また、食品調製装置10は、おでんの具材(食品構成材料)を一又は複数容器に入れて販売する販売形態に用いることも可能である。食品調製装置10をおでんの販売に用いる場合には、材料吐出用ポンプ40を具材毎に設ける他、関東風、関西風等の各種の出汁を準備しておくことにより、様々な風味(味)のおでんを提供することが可能となる。
なお、具材入りのスープ、若しくはおでんのように、食品構成材料の形状を破壊することなく提供したい食品を食品調製装置10によって取り扱う場合には、導出部76の内径を食品構成材料が十分通過可能な程度にすると共に、ミキサー78を内臓させない構成とすることが好ましい。
本発明の食品調製装置によれば、食材あるいは調味料からなる食品構成材料を複数種、調製することにより、あたかも自ら調理しているが如く微妙な味調整をしつつ食品を形成することができる。また、本発明の食品調製装置によれば、食品の味を定性的に管理することが可能である。
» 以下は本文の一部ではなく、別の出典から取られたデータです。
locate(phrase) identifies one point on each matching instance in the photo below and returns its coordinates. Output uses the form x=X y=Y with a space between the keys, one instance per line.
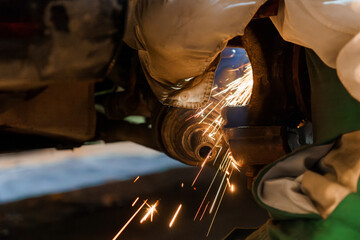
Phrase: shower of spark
x=129 y=221
x=175 y=216
x=235 y=93
x=137 y=178
x=150 y=212
x=135 y=201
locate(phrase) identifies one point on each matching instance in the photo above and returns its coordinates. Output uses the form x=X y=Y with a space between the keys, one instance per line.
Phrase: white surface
x=36 y=173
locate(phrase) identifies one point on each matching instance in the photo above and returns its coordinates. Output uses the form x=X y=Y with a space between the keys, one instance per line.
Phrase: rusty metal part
x=256 y=145
x=182 y=137
x=61 y=111
x=256 y=133
x=114 y=131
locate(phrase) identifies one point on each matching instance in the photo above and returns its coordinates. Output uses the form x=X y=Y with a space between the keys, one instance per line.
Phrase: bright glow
x=150 y=212
x=127 y=223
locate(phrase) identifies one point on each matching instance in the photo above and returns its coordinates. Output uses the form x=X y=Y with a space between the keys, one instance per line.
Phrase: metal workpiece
x=258 y=133
x=256 y=145
x=186 y=139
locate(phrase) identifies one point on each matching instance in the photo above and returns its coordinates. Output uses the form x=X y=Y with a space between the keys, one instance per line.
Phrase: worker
x=311 y=193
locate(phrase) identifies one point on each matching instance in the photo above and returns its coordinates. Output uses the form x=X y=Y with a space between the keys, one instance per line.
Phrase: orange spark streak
x=175 y=215
x=150 y=212
x=202 y=215
x=135 y=201
x=126 y=224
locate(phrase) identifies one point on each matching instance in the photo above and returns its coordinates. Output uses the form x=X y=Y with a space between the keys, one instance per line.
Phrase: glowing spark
x=137 y=199
x=228 y=182
x=126 y=224
x=234 y=166
x=175 y=215
x=202 y=215
x=202 y=166
x=212 y=182
x=212 y=222
x=150 y=212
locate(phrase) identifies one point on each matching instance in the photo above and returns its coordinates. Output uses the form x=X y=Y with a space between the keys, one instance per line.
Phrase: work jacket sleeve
x=331 y=29
x=179 y=41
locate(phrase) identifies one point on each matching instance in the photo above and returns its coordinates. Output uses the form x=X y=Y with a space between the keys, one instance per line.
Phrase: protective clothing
x=179 y=42
x=313 y=193
x=314 y=189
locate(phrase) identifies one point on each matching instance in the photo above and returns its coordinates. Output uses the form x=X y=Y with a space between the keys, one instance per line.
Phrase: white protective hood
x=179 y=40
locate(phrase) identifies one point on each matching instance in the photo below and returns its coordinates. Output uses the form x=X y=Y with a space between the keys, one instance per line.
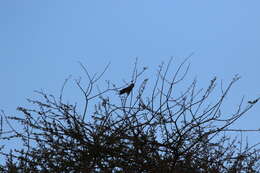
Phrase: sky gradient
x=41 y=43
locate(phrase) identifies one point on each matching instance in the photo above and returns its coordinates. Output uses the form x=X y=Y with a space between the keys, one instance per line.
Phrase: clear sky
x=42 y=41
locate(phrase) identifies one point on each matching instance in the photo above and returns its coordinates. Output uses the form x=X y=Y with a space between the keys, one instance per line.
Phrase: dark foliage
x=149 y=130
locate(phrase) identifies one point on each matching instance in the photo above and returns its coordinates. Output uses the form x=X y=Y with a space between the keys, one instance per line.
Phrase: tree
x=151 y=129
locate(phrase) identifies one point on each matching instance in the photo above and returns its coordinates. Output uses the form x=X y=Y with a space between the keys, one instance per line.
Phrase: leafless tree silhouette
x=159 y=128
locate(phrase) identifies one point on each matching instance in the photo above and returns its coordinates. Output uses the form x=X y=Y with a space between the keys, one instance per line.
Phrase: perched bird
x=127 y=89
x=253 y=102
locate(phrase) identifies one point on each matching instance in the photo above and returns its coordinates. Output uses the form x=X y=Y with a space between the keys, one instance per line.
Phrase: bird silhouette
x=127 y=89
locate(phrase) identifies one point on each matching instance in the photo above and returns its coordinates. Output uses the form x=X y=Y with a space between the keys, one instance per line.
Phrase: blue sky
x=42 y=41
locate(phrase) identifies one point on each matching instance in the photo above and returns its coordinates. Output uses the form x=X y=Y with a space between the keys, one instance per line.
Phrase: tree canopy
x=146 y=125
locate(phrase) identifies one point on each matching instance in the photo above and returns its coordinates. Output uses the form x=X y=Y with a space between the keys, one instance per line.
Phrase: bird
x=254 y=101
x=127 y=89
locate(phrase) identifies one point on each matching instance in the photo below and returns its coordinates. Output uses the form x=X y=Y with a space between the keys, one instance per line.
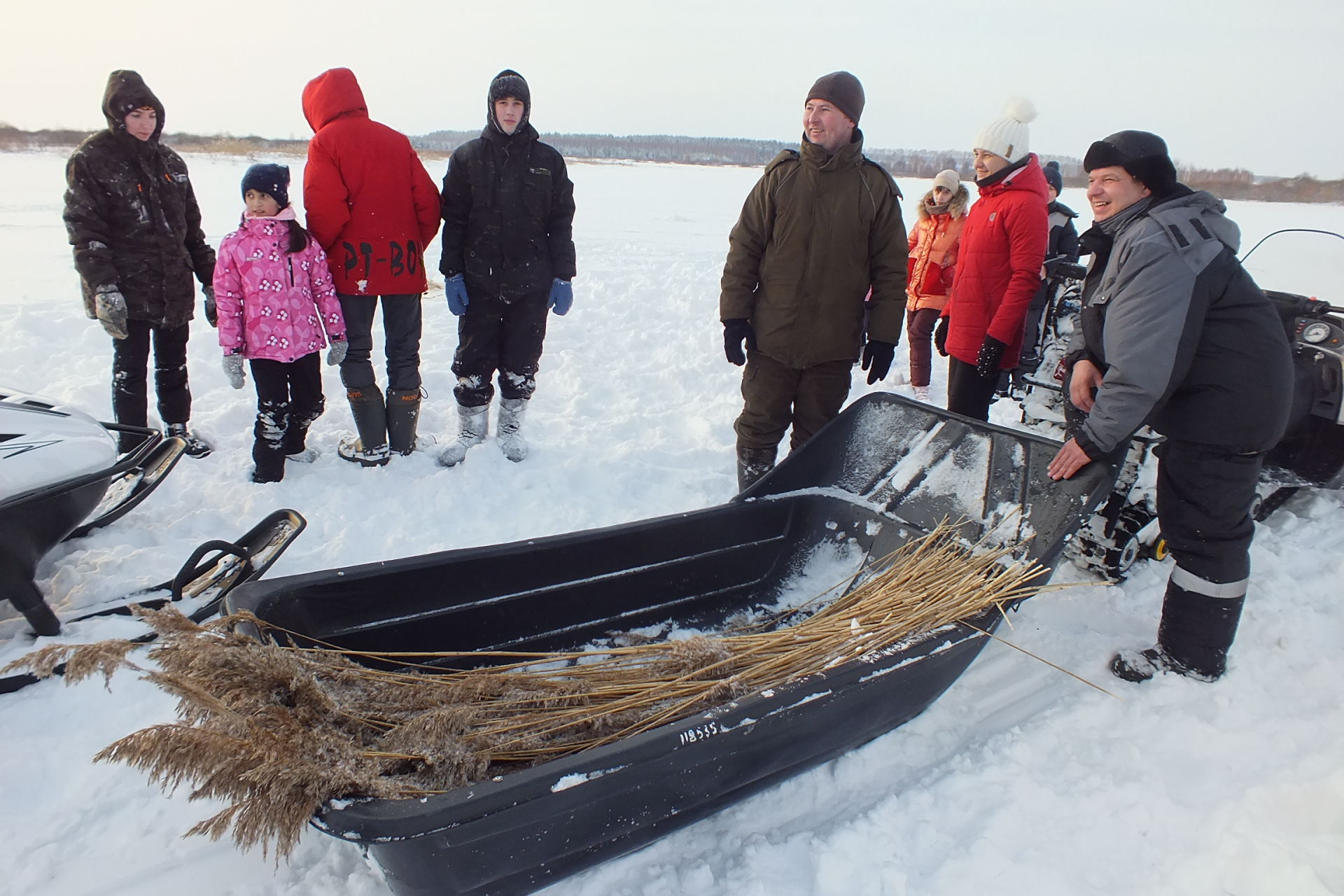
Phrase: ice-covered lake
x=1018 y=780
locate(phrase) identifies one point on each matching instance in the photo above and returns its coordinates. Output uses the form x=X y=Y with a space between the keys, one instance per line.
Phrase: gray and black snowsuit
x=1190 y=346
x=508 y=218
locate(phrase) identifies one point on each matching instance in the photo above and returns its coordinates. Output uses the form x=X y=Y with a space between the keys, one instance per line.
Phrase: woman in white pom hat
x=1003 y=246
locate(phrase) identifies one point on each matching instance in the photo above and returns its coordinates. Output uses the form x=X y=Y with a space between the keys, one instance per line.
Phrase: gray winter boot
x=370 y=448
x=402 y=418
x=472 y=425
x=753 y=464
x=511 y=418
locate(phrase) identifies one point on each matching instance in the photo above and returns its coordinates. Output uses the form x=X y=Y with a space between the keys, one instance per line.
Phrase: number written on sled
x=699 y=732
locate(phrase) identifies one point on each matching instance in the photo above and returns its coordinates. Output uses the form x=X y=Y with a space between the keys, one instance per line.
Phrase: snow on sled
x=61 y=477
x=885 y=472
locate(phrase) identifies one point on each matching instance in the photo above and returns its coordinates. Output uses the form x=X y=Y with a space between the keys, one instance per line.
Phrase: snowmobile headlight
x=1316 y=332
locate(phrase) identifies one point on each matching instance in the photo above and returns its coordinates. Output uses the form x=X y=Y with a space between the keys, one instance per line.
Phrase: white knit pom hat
x=1008 y=136
x=948 y=179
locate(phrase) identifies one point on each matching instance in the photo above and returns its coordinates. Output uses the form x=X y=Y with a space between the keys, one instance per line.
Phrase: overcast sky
x=1241 y=83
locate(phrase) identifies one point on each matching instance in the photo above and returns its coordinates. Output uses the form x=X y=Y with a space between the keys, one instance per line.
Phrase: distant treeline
x=1226 y=183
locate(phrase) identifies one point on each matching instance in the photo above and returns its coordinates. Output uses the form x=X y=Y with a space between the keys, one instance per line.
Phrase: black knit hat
x=269 y=179
x=1139 y=152
x=1053 y=176
x=843 y=90
x=125 y=93
x=510 y=83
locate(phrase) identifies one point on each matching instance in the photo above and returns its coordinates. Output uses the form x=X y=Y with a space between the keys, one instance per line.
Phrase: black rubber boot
x=1193 y=638
x=753 y=464
x=370 y=449
x=402 y=419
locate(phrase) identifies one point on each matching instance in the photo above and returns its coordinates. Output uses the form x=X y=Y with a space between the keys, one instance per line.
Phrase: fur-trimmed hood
x=956 y=206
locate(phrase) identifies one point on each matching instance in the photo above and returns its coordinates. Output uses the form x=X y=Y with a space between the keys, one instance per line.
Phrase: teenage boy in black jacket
x=508 y=258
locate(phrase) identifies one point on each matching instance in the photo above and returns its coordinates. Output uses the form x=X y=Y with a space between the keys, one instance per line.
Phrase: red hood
x=330 y=96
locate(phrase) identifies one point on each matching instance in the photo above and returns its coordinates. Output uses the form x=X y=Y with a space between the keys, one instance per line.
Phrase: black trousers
x=131 y=377
x=498 y=335
x=921 y=326
x=289 y=398
x=401 y=340
x=777 y=397
x=969 y=394
x=1205 y=496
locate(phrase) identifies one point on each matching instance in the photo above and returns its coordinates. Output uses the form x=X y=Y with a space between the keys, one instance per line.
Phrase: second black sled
x=885 y=472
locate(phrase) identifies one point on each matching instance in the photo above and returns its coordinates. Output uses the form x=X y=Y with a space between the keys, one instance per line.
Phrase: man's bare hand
x=1069 y=461
x=1085 y=379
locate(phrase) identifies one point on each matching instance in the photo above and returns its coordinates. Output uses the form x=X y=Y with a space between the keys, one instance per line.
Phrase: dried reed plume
x=274 y=731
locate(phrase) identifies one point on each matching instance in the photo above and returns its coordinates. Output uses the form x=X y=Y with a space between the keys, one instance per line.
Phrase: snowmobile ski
x=210 y=573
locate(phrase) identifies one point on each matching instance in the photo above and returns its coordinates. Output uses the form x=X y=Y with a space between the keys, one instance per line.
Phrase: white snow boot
x=472 y=425
x=511 y=419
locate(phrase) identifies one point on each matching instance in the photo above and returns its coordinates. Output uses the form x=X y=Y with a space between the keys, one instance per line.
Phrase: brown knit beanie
x=843 y=90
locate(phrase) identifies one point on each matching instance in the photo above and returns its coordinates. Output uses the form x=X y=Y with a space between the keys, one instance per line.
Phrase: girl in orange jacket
x=933 y=258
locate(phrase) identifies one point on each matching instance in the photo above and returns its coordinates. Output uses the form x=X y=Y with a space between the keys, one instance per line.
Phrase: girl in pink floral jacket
x=277 y=309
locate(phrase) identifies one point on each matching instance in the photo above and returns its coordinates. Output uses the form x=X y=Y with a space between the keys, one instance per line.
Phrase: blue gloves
x=562 y=296
x=456 y=290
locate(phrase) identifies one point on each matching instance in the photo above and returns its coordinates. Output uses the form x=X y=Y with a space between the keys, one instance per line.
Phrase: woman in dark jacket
x=134 y=226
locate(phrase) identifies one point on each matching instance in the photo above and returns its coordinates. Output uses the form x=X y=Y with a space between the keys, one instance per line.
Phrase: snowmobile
x=62 y=477
x=1310 y=454
x=885 y=472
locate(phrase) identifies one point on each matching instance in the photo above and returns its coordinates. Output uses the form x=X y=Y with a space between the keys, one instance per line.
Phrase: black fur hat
x=1139 y=152
x=841 y=89
x=510 y=83
x=269 y=179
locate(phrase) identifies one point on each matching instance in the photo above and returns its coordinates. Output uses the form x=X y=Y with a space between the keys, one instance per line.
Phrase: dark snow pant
x=777 y=397
x=969 y=394
x=499 y=335
x=401 y=340
x=1205 y=496
x=131 y=377
x=289 y=398
x=921 y=326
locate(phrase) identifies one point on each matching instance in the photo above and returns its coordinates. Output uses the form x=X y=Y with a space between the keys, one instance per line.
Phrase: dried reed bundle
x=276 y=729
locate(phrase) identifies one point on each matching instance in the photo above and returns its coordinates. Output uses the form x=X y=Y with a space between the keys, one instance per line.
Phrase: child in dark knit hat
x=276 y=300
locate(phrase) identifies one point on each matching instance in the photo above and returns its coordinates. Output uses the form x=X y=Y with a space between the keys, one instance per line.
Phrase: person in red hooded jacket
x=374 y=209
x=1003 y=248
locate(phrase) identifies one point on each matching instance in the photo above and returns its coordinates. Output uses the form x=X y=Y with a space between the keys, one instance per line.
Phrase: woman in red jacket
x=374 y=209
x=1003 y=248
x=933 y=262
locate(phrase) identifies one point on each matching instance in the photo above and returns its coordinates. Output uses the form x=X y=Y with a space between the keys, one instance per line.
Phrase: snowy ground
x=1018 y=780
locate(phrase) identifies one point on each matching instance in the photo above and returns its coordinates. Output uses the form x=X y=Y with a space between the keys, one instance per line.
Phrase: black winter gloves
x=211 y=309
x=876 y=359
x=940 y=336
x=736 y=331
x=991 y=352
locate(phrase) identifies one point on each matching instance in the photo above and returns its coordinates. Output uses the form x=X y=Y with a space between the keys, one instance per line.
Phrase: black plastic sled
x=34 y=520
x=886 y=470
x=213 y=570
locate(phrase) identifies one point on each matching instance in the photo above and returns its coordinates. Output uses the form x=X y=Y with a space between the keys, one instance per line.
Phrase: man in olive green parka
x=819 y=230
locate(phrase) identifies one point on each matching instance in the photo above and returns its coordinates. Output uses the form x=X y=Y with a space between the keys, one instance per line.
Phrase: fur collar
x=956 y=206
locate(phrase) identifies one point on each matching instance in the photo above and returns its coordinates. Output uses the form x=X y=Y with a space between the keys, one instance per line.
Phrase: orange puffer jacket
x=933 y=251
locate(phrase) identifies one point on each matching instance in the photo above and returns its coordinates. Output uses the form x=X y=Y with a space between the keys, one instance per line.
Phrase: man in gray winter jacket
x=1176 y=335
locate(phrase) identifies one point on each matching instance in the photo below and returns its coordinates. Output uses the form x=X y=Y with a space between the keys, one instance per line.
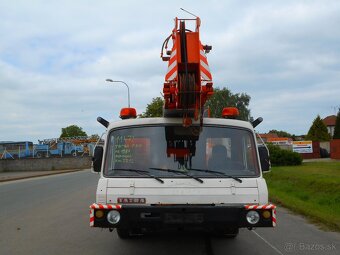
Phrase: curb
x=40 y=175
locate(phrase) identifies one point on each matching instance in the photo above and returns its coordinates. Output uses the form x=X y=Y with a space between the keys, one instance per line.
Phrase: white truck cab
x=156 y=175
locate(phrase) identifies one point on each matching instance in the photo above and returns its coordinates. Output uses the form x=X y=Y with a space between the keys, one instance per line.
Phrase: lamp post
x=109 y=80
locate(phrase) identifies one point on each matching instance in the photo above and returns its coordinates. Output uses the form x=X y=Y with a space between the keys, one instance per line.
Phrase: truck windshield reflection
x=208 y=151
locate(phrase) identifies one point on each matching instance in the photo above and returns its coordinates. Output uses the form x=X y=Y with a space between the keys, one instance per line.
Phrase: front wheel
x=227 y=233
x=123 y=233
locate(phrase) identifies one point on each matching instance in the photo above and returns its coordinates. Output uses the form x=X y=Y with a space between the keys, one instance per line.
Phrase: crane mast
x=188 y=81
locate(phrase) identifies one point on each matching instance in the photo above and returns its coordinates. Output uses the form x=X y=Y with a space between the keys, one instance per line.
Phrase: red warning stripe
x=105 y=207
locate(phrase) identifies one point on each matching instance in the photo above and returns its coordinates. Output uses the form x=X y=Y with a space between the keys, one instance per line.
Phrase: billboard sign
x=303 y=146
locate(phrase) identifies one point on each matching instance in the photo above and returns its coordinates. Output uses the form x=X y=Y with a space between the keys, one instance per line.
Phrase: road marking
x=272 y=246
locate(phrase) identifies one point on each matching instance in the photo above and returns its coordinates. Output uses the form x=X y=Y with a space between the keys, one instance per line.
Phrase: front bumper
x=191 y=217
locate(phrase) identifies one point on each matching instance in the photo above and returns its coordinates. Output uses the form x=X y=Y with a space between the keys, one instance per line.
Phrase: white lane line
x=272 y=246
x=41 y=177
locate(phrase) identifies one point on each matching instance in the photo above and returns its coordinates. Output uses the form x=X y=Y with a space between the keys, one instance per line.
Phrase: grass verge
x=311 y=189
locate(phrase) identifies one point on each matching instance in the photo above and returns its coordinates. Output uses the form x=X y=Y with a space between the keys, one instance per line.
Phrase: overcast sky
x=56 y=55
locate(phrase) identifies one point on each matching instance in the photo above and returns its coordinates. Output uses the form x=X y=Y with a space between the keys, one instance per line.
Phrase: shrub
x=280 y=157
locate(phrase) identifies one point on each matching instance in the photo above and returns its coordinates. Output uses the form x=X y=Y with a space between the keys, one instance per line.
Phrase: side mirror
x=264 y=158
x=97 y=159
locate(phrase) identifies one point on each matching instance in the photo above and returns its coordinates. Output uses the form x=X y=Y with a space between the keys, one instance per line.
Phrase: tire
x=227 y=233
x=123 y=233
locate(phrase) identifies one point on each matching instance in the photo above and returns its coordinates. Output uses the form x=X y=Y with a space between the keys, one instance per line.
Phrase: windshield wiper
x=216 y=172
x=141 y=172
x=177 y=172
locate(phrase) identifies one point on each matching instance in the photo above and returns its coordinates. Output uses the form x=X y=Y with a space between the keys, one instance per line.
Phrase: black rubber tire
x=123 y=233
x=229 y=233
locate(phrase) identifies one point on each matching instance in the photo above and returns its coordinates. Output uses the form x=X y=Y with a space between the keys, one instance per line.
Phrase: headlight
x=253 y=217
x=113 y=217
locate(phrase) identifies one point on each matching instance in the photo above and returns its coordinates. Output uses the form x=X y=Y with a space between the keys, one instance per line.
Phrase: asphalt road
x=50 y=215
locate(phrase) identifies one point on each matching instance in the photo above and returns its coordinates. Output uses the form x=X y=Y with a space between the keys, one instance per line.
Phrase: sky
x=56 y=55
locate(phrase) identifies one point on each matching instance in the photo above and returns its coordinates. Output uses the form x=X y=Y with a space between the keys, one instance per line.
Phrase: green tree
x=318 y=131
x=154 y=109
x=72 y=131
x=337 y=126
x=225 y=98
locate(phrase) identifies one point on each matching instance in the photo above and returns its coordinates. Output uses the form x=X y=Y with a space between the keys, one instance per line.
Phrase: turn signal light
x=266 y=214
x=230 y=112
x=99 y=214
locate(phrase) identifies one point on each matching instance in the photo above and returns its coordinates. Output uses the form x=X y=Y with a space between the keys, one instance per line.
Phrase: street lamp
x=109 y=80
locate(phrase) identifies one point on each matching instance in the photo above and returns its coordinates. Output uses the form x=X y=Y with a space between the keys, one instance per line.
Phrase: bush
x=280 y=157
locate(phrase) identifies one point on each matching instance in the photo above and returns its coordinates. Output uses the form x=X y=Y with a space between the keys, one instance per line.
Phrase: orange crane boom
x=188 y=81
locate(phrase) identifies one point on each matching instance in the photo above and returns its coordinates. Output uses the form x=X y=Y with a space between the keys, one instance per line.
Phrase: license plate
x=183 y=218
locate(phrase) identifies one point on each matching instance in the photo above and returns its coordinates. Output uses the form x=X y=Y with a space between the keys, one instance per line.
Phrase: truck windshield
x=204 y=151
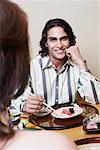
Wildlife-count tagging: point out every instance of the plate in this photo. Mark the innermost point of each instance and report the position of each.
(77, 111)
(44, 112)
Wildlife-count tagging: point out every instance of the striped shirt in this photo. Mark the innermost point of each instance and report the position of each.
(59, 86)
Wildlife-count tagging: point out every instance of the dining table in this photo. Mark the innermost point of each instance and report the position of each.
(75, 132)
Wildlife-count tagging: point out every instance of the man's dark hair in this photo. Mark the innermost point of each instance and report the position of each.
(55, 23)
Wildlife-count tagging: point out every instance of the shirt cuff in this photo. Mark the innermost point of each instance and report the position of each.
(86, 75)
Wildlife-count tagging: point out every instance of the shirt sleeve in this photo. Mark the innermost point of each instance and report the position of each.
(89, 87)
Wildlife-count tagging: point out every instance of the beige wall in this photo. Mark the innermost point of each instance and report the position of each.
(82, 15)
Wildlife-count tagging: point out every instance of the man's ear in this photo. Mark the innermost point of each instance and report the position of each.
(46, 44)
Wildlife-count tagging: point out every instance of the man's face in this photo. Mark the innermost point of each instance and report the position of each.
(57, 42)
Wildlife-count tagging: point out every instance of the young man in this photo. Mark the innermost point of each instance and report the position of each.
(59, 72)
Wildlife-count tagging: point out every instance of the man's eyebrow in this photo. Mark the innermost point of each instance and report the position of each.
(52, 38)
(64, 37)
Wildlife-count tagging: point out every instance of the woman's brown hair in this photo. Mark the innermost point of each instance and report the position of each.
(14, 54)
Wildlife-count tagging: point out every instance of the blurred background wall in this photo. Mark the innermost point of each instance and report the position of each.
(82, 15)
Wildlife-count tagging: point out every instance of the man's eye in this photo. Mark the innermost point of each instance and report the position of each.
(64, 38)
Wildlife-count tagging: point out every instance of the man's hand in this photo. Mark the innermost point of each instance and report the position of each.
(33, 104)
(74, 54)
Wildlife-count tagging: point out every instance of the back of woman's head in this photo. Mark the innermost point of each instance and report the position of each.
(14, 52)
(55, 23)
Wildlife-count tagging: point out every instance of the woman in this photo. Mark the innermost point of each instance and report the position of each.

従って、本発明の食品調製装置は、食品の対面販売あるいは自動販売、食品製造業者による食品の製造若しくは味付け、食品の味見本作成等、様々な用途に利用することができる。
10 食品調製装置
22 調製比率入力手段
24 レシピ選択手段
30 供給機構
40 材料吐出用ポンプ
42 ロータ
44 ステータ
45 一軸偏心ねじポンプ機構
100 制御装置
110 調製比率記憶手段
114 履歴記憶手段
116 レシピ記憶手段
120 調製比率設定手段
130 吐出量制御手段
P 一軸偏心ねじポンプ

Claims (10)

  1. 食品を構成する食材あるいは調味料からなる食品構成材料を複数種、調製することにより食品を形成可能な食品調製装置であって、
    前記食品構成材料毎に設けられた材料吐出用ポンプと、
    前記食品構成材料の調製比率を設定可能な調製比率設定手段と、
    前記調製比率設定手段に設定された調製比率に則って前記各材料吐出用ポンプにおける前記食品構成材料の吐出量を制御する吐出量制御手段とを備えていることを特徴とする食品調製装置。
  2. 前記食品構成材料の調製比率の設定履歴を調製履歴データとして記憶可能な履歴記憶手段を有し、
    前記調製比率設定手段が、前記履歴記憶手段から読み出された調製履歴データに基づき、前記調製比率を設定可能であることを特徴とする請求項1に記載の食品調製装置。
  3. 前記食品構成材料の調製比率を入力可能な調製比率入力手段を有し、
    前記調製比率入力手段を介して入力された調製比率が前記調製比率設定手段に設定され、
    当該調製比率に則り、吐出量制御手段により前記各材料吐出用ポンプにおける前記食品構成材料の吐出量が制御されることを特徴とする請求項1又は2に記載の食品調製装置。
  4. 所定のレシピに則って規定された前記食品構成材料の調製比率を前記レシピ毎に記憶可能なレシピ記憶手段と、
    前記レシピを選択可能とするレシピ選択手段を備えており、
    前記レシピ選択手段により選択されたレシピに則って前記調製比率設定手段に前記食品構成材料の調製比率が設定され、当該調製比率に則って前記各材料吐出用ポンプにおける前記食品構成材料の吐出量が制御されることを特徴とする請求項1〜3のいずれかに記載の食品調製装置。
  5. 前記吐出量制御手段が、前記食品構成材料について想定される一般的特性と、食品の調製に用いられる前記食品構成材料の特性との差異に基づき、前記各材料吐出用ポンプにおける前記食品構成材料の吐出量を制御可能であることを特徴とする請求項1〜4のいずれかに記載の食品調製装置。
  6. 前記吐出量制御手段が、温度条件に起因する前記食品構成材料の吐出量の誤差を補正するように前記各材料吐出用ポンプにおける前記食品構成材料の吐出量を制御可能であることを特徴とする請求項1〜5のいずれかに記載の食品調製装置。
  7. 前記各材料吐出用ポンプと連通し、吐出された食品構成材料が通過する材料通過部と、
    前記材料通過部に対して洗浄液を供給可能な洗浄液供給手段と、
    前記材料通過部から洗浄液を含む液体を排出させることが可能な洗浄液排出手段とを備えていることを特徴とする請求項1〜6のいずれかに記載の食品調製装置。
  8. 前記材料吐出用ポンプが、回転容積式のポンプによって構成されていることを特徴とする請求項1〜7のいずれかに記載の食品調製装置。
  9. 前記材料吐出用ポンプが、動力を受けて偏心回転する雄ねじ型のロータと、内周面が雌ねじ型に形成されたステータとを有する一軸偏心ねじポンプ機構により、前記食品構成材料を圧送するものであることを特徴とする請求項1〜8のいずれかに記載の食品調製装置。
  10. 通信ネットワークを介して外部機器との情報通信を実施可能なネットワーク接続手段を有し、
    前記ネットワーク接続手段を介して接続されたサーバから調製比率に関するデータを受信し、当該データに基づき、前記吐出量制御手段により前記食品構成材料の吐出量を制御可能であることを特徴とする請求項1〜9のいずれかに記載の食品調製装置。